When Quebec was handed back to the French in 1632, Le Baillif left the colony and gave his slave to a Quebec resident, Guillaume Couillard. The boy was educated in a school established by the Jesuit priest Paul Le Jeune, who taught him to read and write. On teaching Olivier, Paul Le Jeune said that "[a]fter so many years of regency, [he] have finally [came] back to teaching ABCs, but with such contentment and satisfaction that [he] wouldn't give up [Olivier and another Native American pupil] for even the most prestigious audience in France".

In 1632, Paul Le Jeune observed that Olivier did not fully grasp conversation very well, and his baptism would thus have to wait. On his owner's wife asking him if he wanted to become Christian like them, Olivier answered positively, but was afraid he would be flayed (as Native Americans had been), as he would have to be flayed to become white like them. They laughed, and Olivier realized he had been mistaken. Paul Le Jeune baptised him with the name Olivier in 1633, after the colony's head clerk, Olivier Letardif. Olivier later adopted the name Le Jeune, the surname of the Jesuit priest.

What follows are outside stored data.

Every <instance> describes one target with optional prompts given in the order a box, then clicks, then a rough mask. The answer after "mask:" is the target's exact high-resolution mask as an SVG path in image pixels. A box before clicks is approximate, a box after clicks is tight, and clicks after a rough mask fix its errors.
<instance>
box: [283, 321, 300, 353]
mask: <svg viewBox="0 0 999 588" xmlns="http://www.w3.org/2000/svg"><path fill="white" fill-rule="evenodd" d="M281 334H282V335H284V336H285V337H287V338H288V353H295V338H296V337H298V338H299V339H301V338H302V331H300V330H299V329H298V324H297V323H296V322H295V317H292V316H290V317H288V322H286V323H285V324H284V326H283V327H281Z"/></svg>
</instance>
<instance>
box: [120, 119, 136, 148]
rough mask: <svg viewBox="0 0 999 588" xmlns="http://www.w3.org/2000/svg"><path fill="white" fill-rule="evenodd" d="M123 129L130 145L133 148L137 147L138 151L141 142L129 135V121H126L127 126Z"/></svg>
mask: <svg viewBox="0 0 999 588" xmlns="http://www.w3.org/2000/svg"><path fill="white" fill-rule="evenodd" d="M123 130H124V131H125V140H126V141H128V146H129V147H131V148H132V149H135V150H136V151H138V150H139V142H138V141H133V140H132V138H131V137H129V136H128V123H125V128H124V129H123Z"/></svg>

Around 1638, Olivier was arrested for falsely claiming that Nicolas Marsolet had received letters from the traitor Le Baillif, based on claims from sailors arriving from Tadoussac. Not wishing further trouble after his collaboration with the English, Marsolet took Olivier to court. An investigation took place, and witnesses claimed no one had seen Le Baillif's ship. Olivier was forced to admit he could not substantiate his claims, and was ordered to seek Marsolet's forgiveness and spend a day in chains – thus becoming the first black person punished in the region. Olivier Le Jeune signed with only a cross when he gave his testimony in 1638.

Olivier Le Jeune died on 10 May 1654. It was the first reported death of a black person in the St Lawrence. It is believed that by the time of his death his official status was changed from that of slave to that of free "domestic servant"; however, no proof of his emancipation was found. He may have been adopted by Couillard.

== Legacy ==
Le Jeune was designated a National Historic Person by Parks Canada in 2022. A commemorative plaque is located at Cartier-Brébeuf National Historic Site, 175 de l'Espinay Street, Québec.